Het betreft een karakteristiek pand, dat met zijn modernistische vorm typerend is voor de late jaren '60 van de twintigste eeuw. Maar vooral vanwege het feit dat het gebouw voortkomt uit het ambitieuze 'Centrum- en Cityplan' dat in 1964 werd gelanceerd om van het oude dorpse centrum van Apeldoorn een modern stadscentrum te maken. Van het plan werden uiteindelijk slechts fragmenten uitgevoerd rond 1970, waaronder de Wilhelmina Druckerstraat en Prins Willem Alexanderlaan, de Brinklaanflat, de flats aan de Loolaan en het Centraal Beheer-gebouw. Deze fragmenten worden thans niet alle zeer gewaardeerd, maar de historische context maakt ze wel interessant.
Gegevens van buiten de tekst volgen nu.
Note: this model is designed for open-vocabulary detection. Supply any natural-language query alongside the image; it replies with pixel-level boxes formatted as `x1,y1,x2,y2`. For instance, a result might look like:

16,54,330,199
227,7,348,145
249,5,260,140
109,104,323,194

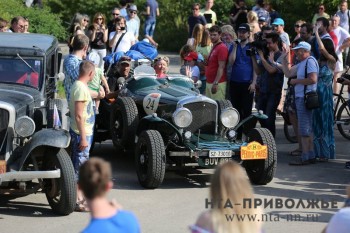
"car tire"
243,128,277,185
47,99,69,130
110,97,139,150
44,148,77,215
135,130,166,189
216,100,232,137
3.2 Ruimtelijke en functionele structuur

Het plangebied bestaat hoofdzakelijk uit het kantoorgebouw Westpoint van ca. 11.000 m2 bvo met bijbehorend parkeerterrein en de overige omliggende gronden. Het kantoorgebouw is negen lagen hoog, heeft een footprint van ca. 2.000 m2 en staat parallel aan de Vosselmanstraat. Het deel van het kantoorgebouw aan de zijde van de Handelstraat heeft één bouwlaag. Het binnenterrein is ingericht als parkeerplaats met centraal op het parkeerterrein een gasstation.
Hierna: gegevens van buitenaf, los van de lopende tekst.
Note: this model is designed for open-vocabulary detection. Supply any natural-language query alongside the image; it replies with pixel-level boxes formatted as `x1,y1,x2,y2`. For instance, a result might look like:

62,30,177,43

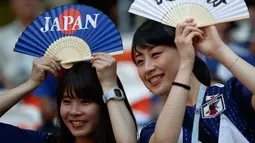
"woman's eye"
152,52,162,57
136,60,143,65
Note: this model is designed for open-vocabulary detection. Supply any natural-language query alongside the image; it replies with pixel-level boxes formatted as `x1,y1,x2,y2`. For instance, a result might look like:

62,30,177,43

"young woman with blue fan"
132,19,255,143
0,53,136,143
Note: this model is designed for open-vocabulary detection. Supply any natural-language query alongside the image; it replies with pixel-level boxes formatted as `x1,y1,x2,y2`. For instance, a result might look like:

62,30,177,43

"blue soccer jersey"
0,123,51,143
140,78,255,143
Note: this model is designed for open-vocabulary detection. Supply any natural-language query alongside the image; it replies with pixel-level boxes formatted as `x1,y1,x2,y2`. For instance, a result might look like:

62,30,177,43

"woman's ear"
193,56,211,86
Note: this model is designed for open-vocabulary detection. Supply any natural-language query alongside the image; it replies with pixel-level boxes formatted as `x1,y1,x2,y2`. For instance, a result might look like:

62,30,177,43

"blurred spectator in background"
216,0,255,82
118,0,135,33
0,0,39,88
77,0,117,25
0,0,41,129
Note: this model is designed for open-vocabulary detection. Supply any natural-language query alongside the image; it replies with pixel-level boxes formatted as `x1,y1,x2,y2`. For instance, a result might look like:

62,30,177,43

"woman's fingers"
39,65,58,76
182,26,203,37
176,19,196,36
187,31,203,41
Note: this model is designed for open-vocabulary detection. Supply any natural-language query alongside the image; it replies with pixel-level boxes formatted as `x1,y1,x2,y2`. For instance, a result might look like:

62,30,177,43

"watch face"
114,89,121,97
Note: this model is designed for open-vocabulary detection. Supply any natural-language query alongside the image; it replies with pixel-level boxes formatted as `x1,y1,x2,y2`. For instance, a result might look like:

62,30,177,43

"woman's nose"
144,60,155,73
70,103,81,116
Aan de noordrand, buiten het plangebied staan een bloemenkiosk, een appartementencomplex en een kerk van de Vrije Evangelische Gemeente. De westzijde van het plangebied wordt gevormd door een zijweg van de Sprengenweg (met dezelfde naam). Hier staan vrijstaande woningen, veelal gebouwd begin 20e eeuw. De Handelstraat is de zuidelijke grens van het plangebied. Aan de Handelstraat staat het appartementencomplex van woonzorgcentrum De Oude Enk.

Het kantoorgebouw Westpoint ligt tegen het Beekpark aan en langs de Vosselmanstraat, die onderdeel is van de binnenstadsring. Het gebouw is een van de weinige gerealiseerde projecten van het ´Centrum- en Cityplan', waarvan aan de zuidzijde van de binnenstad het gebouw van het Kadaster een evenknie is. Het gebouw Westpoint staat sinds 2008 leeg. De locatie van het gebouw - in de bocht van de binnenstadsring - maakt dat het gebouw een markant oriëntatiepunt vormt. Door zijn hoogte en positie vormt het bovendien een duidelijke parkwand voor het Beekpark.
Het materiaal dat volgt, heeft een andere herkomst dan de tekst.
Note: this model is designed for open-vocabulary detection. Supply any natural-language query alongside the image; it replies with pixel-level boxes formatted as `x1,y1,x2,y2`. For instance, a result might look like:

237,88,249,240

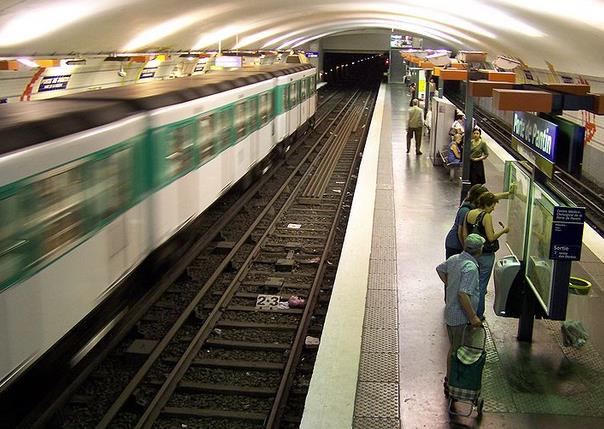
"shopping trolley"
447,325,487,417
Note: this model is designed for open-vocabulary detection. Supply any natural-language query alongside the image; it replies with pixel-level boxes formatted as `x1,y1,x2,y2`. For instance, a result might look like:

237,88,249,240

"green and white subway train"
0,64,316,386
In de reeks gebouwen langs de Vosselmanstraat is het gebouw Westpoint het hoogst. De overige gebouwen langs de Vosselmanstraat zijn redelijk fors van formaat (4 tot 7 bouwlagen) en accentueren samen de stedelijke betekenis van de Vosselmanstraat. De nieuwbouw langs het Beekpark is van dezelfde maat en schaal, hoewel deels van recenter datum. Het bebouwingsbeeld is daardoor gevarieerd.

3.3 Groenstructuur

Het plangebied bevat veel groen. De groenstructuur van het plangebied Handelstraat 2 bestaat uit twee delen. Ten eerste is er de groene inbedding van zowel het kantoorgebouw als het parkeerterrein met volwassen bomen en heesters. Daarnaast zijn er de groenvoorzieningen, gelegen in de zuidwestelijke hoek van het plangebied die bestaan uit bomen, een hondenuitlaatplaats en een speelterrein.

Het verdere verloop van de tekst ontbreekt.